Hermlin, Stephan

Biography:

Stephan Hermlin (real name Rudolf Leder) was born to middle-class Jewish parents in Chemnitz, Germany on April 13, 1915, He worked as a printer’s apprentice from 1933 to 1936, when he emigrated to Palestine. He moved to France in 1937, where he was enlisted as a prestataire in the French Army. In 1943, he fled to Switzerland and was interned in various work camps.

 

After WWII, Hermlin returned to Germany, where he first worked in radio, co-hosting the program “New Books,” in Frankfurt. In 1947, he chose to settle in the Soviet-occupied zone and became a contributor to the daily paper Tägliche Rundschau, the satirical magazine Ulenspiegel, the journal Sinn und Form, and other publications. Hermlin became a member of the German PEN Center and joined the East German Academy of Arts in 1950. He was deeply involved in the cultural and political development of the GDR and travelled internationally as a governmental representative.

 

The author of essays, poetry, short stories, radio dramas, and film scripts, Hermlin published his first volume of poetry, Zwölf Balladen von den großen Städten (transl. Twelve Ballads of the Big Cities), in Switzerland in 1945. Other volumes followed.

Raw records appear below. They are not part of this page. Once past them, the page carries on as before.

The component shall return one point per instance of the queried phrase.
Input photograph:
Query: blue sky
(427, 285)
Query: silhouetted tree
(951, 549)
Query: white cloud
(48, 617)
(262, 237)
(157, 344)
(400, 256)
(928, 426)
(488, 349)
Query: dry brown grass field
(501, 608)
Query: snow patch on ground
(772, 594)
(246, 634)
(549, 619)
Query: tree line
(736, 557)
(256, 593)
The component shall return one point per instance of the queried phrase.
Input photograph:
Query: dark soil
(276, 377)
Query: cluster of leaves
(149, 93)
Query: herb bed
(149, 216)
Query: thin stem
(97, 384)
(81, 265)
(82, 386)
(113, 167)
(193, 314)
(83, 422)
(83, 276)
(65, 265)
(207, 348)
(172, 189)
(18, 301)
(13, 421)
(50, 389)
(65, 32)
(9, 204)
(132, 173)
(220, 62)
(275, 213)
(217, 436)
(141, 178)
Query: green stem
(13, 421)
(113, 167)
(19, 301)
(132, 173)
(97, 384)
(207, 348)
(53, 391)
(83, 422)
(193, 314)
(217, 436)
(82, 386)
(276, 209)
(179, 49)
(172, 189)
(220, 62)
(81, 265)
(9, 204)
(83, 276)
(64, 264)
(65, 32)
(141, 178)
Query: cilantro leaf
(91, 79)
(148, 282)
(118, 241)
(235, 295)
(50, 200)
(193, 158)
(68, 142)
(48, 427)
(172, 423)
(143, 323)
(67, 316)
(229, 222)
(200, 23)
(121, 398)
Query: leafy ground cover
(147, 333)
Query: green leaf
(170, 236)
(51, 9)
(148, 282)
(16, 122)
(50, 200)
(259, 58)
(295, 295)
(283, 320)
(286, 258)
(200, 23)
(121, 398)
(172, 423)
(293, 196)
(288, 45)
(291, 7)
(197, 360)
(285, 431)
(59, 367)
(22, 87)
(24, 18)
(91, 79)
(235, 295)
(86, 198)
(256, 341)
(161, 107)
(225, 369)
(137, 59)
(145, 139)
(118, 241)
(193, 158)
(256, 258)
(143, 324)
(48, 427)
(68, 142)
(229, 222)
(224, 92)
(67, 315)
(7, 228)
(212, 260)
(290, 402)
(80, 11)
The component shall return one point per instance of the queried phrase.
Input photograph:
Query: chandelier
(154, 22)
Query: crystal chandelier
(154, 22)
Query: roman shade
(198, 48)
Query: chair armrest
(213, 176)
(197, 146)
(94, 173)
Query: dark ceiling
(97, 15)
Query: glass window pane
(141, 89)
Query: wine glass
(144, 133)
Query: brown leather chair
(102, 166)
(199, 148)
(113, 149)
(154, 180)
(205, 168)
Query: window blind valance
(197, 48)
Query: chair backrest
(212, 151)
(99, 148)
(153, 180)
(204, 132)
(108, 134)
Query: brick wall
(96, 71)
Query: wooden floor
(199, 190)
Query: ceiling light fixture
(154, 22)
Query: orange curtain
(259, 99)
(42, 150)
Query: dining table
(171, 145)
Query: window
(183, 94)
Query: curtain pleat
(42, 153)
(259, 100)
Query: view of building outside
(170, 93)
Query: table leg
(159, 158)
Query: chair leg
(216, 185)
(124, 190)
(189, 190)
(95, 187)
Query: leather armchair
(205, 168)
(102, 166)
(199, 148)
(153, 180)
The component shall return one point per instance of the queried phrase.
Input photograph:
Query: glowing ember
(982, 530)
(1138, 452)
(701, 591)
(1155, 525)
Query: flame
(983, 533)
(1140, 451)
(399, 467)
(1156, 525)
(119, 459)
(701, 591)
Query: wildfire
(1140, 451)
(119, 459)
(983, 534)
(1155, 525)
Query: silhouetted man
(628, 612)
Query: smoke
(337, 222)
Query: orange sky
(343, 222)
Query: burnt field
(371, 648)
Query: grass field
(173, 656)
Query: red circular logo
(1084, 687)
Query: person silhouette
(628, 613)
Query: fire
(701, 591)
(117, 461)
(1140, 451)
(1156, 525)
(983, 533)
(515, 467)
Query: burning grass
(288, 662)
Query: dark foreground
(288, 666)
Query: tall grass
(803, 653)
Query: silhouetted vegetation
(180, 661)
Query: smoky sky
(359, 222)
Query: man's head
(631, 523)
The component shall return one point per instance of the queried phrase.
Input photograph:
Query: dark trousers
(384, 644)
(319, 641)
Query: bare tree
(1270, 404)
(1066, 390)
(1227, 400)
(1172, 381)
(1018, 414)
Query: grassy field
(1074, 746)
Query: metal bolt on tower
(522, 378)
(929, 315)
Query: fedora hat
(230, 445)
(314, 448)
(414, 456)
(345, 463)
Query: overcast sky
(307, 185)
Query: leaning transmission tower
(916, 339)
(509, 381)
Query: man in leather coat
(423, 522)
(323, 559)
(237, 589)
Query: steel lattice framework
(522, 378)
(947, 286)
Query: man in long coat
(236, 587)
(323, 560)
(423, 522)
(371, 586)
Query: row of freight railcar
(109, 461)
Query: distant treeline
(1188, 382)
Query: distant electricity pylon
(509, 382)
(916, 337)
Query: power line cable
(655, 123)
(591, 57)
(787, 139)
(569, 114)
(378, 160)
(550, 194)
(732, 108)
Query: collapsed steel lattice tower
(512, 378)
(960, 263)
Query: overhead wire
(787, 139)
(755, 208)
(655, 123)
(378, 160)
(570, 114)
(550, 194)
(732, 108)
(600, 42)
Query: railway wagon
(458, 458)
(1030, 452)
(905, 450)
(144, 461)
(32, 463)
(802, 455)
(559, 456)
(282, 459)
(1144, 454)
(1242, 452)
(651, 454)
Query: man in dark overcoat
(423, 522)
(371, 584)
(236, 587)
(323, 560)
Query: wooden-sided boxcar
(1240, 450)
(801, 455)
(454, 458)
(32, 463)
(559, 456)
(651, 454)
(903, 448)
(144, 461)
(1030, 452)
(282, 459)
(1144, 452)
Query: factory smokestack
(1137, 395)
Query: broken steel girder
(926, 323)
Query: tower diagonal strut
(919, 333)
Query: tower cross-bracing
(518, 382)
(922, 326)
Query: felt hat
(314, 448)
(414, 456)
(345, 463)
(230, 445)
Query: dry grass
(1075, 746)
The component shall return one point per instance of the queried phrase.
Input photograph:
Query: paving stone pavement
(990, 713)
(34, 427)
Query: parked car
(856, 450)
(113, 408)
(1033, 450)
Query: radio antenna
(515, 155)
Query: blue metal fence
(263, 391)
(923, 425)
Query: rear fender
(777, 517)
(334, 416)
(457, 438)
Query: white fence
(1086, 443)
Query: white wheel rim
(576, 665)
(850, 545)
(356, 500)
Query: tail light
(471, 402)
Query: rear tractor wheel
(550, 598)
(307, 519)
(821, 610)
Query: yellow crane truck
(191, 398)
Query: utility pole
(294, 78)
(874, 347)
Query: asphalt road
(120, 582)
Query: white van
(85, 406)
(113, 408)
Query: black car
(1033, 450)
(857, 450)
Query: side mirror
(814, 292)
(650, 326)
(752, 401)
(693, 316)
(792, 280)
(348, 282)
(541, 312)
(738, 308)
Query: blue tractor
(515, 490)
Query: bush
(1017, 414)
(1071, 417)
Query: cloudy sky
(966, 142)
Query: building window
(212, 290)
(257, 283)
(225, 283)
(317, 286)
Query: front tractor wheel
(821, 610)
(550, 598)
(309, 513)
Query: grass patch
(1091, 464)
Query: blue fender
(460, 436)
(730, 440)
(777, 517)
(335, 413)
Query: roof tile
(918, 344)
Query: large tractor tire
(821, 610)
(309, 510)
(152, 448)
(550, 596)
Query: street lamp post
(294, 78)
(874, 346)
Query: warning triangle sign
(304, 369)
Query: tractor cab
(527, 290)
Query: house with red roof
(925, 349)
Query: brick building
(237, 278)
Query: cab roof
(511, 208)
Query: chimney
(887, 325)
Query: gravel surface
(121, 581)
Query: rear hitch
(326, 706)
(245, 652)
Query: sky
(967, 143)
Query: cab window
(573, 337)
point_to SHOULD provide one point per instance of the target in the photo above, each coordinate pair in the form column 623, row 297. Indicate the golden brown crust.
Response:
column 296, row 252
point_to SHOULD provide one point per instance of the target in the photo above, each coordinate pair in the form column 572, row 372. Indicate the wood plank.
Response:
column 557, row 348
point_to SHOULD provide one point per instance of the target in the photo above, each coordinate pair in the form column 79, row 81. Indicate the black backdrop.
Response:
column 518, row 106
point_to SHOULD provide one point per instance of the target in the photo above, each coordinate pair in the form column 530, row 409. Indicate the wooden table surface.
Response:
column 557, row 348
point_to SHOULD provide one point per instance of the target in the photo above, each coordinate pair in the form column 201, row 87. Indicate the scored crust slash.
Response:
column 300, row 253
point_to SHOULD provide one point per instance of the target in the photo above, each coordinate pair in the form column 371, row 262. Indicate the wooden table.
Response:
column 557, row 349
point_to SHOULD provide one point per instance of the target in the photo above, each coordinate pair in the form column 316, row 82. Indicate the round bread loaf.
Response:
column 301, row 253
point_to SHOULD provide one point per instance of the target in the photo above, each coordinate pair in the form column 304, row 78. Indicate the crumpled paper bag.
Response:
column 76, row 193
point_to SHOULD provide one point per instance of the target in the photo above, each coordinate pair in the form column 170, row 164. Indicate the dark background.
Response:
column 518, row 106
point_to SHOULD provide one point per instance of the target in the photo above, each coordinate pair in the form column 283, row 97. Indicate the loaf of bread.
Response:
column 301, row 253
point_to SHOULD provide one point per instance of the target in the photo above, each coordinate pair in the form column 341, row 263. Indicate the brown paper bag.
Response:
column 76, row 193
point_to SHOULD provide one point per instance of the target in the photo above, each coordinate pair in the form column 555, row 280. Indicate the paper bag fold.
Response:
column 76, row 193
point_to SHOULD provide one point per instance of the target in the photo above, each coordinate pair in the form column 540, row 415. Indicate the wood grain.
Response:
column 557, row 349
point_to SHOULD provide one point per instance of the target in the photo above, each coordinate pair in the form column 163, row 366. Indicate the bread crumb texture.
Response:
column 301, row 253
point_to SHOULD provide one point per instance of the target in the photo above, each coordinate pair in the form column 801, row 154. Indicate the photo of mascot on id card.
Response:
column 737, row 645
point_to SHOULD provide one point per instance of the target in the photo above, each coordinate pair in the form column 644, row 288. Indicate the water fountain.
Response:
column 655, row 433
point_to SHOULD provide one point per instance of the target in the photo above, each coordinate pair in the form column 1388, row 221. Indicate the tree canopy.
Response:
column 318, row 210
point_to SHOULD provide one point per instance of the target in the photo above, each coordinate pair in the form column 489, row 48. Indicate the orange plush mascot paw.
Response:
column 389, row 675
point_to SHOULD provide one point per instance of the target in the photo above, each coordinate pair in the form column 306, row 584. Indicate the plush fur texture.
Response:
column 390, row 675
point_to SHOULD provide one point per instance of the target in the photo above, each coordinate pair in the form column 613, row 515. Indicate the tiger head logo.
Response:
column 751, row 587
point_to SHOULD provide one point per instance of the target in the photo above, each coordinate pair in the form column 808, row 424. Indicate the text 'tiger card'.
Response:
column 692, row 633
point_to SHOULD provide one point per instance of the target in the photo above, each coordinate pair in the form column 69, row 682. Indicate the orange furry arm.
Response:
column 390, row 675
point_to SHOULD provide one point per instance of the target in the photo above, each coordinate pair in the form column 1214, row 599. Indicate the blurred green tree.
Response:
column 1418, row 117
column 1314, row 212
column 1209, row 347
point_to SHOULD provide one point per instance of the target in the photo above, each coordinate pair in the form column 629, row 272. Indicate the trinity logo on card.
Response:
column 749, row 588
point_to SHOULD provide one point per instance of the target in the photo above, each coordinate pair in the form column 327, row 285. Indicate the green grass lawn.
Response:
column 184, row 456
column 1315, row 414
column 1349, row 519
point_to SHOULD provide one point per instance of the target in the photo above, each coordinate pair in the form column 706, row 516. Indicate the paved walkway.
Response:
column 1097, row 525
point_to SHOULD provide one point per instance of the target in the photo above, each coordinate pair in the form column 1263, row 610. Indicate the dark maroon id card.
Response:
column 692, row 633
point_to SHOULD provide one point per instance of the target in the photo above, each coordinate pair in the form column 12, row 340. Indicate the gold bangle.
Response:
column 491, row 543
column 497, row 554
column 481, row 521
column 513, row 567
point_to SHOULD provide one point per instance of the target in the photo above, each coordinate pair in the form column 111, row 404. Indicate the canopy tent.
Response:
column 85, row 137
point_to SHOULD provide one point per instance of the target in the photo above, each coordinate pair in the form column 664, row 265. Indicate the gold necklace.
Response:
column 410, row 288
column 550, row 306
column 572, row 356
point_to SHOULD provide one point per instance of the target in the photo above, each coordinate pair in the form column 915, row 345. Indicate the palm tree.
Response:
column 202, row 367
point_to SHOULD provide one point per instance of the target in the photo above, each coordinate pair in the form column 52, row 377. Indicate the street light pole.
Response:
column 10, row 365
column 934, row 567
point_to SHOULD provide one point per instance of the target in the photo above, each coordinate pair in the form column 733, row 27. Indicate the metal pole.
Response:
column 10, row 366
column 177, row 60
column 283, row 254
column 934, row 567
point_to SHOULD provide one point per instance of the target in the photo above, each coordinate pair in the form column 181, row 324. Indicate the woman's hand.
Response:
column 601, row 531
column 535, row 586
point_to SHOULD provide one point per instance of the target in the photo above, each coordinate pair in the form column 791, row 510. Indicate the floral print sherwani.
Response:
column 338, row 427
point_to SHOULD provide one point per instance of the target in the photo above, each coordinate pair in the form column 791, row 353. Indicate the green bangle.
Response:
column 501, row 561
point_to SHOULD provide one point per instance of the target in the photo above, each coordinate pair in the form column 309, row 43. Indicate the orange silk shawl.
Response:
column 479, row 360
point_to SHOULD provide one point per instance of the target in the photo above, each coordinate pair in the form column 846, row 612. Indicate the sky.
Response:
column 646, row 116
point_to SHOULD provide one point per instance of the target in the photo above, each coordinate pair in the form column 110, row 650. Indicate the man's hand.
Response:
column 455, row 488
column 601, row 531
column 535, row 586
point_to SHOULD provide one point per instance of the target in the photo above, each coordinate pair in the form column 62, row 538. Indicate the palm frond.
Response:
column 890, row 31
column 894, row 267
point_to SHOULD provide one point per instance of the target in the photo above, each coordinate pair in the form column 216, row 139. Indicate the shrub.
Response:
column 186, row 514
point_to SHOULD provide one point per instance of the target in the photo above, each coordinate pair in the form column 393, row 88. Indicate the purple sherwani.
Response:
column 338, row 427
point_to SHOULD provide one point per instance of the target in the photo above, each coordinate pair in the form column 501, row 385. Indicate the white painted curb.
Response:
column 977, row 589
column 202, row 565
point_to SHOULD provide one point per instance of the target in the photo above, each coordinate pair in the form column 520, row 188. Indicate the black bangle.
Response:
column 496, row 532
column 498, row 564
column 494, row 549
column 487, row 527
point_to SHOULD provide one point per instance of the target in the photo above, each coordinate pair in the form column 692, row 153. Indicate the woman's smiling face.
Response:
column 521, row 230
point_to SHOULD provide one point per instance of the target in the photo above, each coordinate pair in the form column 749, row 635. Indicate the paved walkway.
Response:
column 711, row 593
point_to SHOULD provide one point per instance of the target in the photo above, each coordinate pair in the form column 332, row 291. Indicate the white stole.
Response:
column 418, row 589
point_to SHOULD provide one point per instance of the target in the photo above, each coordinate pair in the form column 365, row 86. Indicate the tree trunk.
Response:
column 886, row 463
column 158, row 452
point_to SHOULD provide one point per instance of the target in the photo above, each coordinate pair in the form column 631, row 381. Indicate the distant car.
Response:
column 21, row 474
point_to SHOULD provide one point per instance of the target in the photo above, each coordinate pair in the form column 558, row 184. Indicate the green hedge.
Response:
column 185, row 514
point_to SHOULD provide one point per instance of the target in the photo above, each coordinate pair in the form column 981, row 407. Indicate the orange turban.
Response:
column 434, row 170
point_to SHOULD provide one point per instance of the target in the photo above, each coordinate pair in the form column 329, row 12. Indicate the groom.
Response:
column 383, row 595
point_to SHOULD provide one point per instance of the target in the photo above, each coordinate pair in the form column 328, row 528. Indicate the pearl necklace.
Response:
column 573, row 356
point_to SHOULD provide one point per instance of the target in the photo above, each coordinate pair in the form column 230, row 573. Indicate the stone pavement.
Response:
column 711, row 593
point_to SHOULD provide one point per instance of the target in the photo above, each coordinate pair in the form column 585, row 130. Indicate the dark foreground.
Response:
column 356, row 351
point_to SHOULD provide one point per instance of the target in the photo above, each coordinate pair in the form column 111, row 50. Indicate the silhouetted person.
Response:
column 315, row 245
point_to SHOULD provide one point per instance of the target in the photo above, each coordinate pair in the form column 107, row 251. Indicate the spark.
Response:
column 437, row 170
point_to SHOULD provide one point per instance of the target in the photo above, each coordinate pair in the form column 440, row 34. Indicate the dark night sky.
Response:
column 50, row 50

His own political convictions and his awareness of the dilemmas created by war found direct expression in short stories, including “Die Zeit der Gemeinsamkeit” (transl. “The Time of Coming Together,” 1949) and “Der Leutnant Yorck von Wartenburg” (transl. “Lieutenant Yorck of Wartenburg,” 1946). In 1979, he published a memoir entitled Abendlicht (transl. Evening Light).

 

In the 1950s, Hermlin began to write film scripts, including for the full-length documentary on Ludwig van Beethoven directed by Max Jaap. At the end of the 1980s, he returned to film once more to work on a script for a documentary about Nazi policies, Die Lüge und der Tod (1988), at the GDR’s H&S Studio. Several of Hermlin’s literary works were adapted for the screen including: Die Suche nach dem goldenen Vlies (1985, animation film, based on Argonauten); Zeit der Einsamkeit; Die erste Reihe - Bilder aus dem Berliner Widerstand (transl. Lonely Time, 1984, TV); and Der Leutnant Yorck von Wartenburg (1981, TV).

 

Stephan Hermlin was one of the initiators and participants in the staged reading of Peter Weiss’ oratorio Die Ermittlung (The Investigation)—about the Auschwitz Trials taking place in Frankfurt from 1963 to 1965—in East Berlin on October 19, 1965. Hermlin was critical of the Soviet invasion of Prague in August, 1968, but did not make his opinions public. In contrast, he was much more open in his criticism of the East German government's expulsion of singer-songwriter Wolf Biermann in 1976. Hermlin, in turn, was criticized by colleagues for his inability to differentiate between power and literature, and the exaggerations and falsifications contained in his memoir. Stephan Hermlin died in Berlin on April 6, 1997.

Filmography:

1988 Die Lüge und der Tod (The Lie and Death, TV, doc., co-dir., co-script.)
1959  Ein Künstler des Volkes (An Artist of the People, doc.)
1954 Ludwig van Beethoven (doc.)
1953  Baumeister des Sozialismus Walter Ulbricht (Walter Ulbricht, Builder of Socialism, doc.)